With the exception of a handful of bands, the North American metal scene is for all intents and purposes... Dead. Thanks to the success of bands such as Nirvana, Korn, and Marilyn Manson, heavy music has moved in a more grungy/hardcore/industrial direction. And while the quality of music has never taken priority over its profit potential in the eyes of record company executives, the advent of the current trends saw musical quality go from being a low priority to an absolute non-issue. (How else can you explain an "artist" such as Beck?) Were it not for the self respect and determination of bands like Iced Earth, Death, Nevermore (to name a few), and a strong underground death metal following, the North American scene would have flat-lined nearly ten years ago. But despite its grave condition, there are still some signs of life.

Thanks once again to the World Wide Web, I was fortunate enough to find out about Destiny's End, a new technical power/speed metal quintet comprised of former members of New Eden, and featuring ex-Helstar vocalist James Rivera. After listening to some clips from Breathe Deep the Dark, I was very surprised to find out that the band is based out of L.A. since there is such a strong European flavor to their music. The only American band that I could possibly compare them to is the now defunct Sanctuary, who also stood out from the bulk of their American contemporaries. With hardcore and hip-hop influenced music now dominating the metal scene, it's inspiring to once again witness the birth of a band that is technically accomplished and who take pride in their craft.

A few of the tracks on Breathe Deep the Dark may require a couple of listens to absorb due to the complexity of the arrangements, but most capture your attention immediately. The album opener "Rebirth" is an adrenaline fueled and technically blazing song which succeeds in leaving the listener craving for more. That craving is quickly satisfied with the up-tempo, yet melancholy title track, which is then followed by the driving gallop of "To Be Immortal". Other standout tracks are "The Fortress Unvanquishable", "Unsolved World", and the album closer "The Obscure".

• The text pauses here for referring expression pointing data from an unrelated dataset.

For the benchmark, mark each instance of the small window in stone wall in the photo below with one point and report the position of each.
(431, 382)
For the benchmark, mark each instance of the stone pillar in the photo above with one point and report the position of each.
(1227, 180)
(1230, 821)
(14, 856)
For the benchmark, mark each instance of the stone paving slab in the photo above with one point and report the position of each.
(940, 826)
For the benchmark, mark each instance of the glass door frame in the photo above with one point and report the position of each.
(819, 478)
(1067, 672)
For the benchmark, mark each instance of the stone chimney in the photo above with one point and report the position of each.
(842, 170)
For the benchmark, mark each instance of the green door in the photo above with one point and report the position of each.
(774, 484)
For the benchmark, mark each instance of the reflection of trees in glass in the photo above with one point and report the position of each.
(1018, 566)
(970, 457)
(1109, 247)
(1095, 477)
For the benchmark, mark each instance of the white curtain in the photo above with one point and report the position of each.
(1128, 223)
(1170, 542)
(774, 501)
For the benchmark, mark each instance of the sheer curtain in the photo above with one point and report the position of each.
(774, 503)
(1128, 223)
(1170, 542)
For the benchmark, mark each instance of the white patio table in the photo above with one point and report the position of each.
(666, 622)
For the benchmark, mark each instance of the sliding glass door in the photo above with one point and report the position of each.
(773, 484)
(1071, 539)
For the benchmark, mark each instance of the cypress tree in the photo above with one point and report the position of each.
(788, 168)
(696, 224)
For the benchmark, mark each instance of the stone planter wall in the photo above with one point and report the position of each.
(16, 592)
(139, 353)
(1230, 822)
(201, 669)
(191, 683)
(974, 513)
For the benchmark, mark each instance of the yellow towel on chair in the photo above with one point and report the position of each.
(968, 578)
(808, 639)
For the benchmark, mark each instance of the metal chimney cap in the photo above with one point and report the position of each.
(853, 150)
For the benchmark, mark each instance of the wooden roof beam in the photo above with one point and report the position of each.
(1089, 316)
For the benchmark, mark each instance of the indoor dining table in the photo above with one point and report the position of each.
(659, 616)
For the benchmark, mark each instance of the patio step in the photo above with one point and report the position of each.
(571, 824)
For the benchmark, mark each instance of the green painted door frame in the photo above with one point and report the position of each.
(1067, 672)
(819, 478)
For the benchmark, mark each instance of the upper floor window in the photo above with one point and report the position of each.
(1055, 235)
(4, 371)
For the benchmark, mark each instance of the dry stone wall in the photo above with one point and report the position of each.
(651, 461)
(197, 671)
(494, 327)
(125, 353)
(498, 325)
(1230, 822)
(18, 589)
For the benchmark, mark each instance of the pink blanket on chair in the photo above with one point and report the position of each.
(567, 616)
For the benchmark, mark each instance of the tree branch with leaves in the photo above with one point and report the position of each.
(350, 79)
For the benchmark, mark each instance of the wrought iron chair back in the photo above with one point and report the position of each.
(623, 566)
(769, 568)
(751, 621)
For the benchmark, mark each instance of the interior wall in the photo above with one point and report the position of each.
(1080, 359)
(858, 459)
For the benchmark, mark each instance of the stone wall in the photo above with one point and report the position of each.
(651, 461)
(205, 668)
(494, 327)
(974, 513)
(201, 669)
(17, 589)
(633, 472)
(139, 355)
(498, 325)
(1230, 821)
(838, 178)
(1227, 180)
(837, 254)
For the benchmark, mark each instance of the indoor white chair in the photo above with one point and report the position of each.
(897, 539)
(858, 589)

Unlike the blind rage displayed by the earlier mentioned power-chord bashing bands, Destiny's End successfully channel their feelings of anger and bewilderment into music that's fast, focused, and melodic. Drummer Brian Craig and bassist Nardo Andi provide the perfect foundation for guitarists Dan DeLucie and Perry Grayson. And while they are exceptionally skilled players, DeLucie and Grayson, unlike many other talented guitarists, play leads that are well suited to the songs rather than perform guitar "acrobatics".

Lyrically, the songs are rather deep, dealing with subject matter such as reincarnation, the purpose of existence, and ascension to power. Steeped in imagery and metaphor, the thought- provoking and poetic words of Destiny's End, made all the more memorable when delivered by a vocalist as powerful as Rivera, will certainly leave the listener with much food for thought. Not since Sanctuary's 1990 masterpiece Into the Mirror Black have I heard such an exemplary blending of aggression, melody, and philosophy. It's music that's guaranteed to appeal to the tastes of angry intellectuals. And as impressive a debut as Breathe Deep the Dark is, it is for that reason alone that it won't appeal to fans of the current trends... They're just angry with no idea as to why. (When forced to actually think, they've been known to cry out in pain.) And although I do fear metal gaining mass popularity and becoming a music market saturated with no-talent bands, I would like to see a few more groups of Destiny's End's caliber emerge from North America simply to help the underground scene stay healthy, and above all... Alive.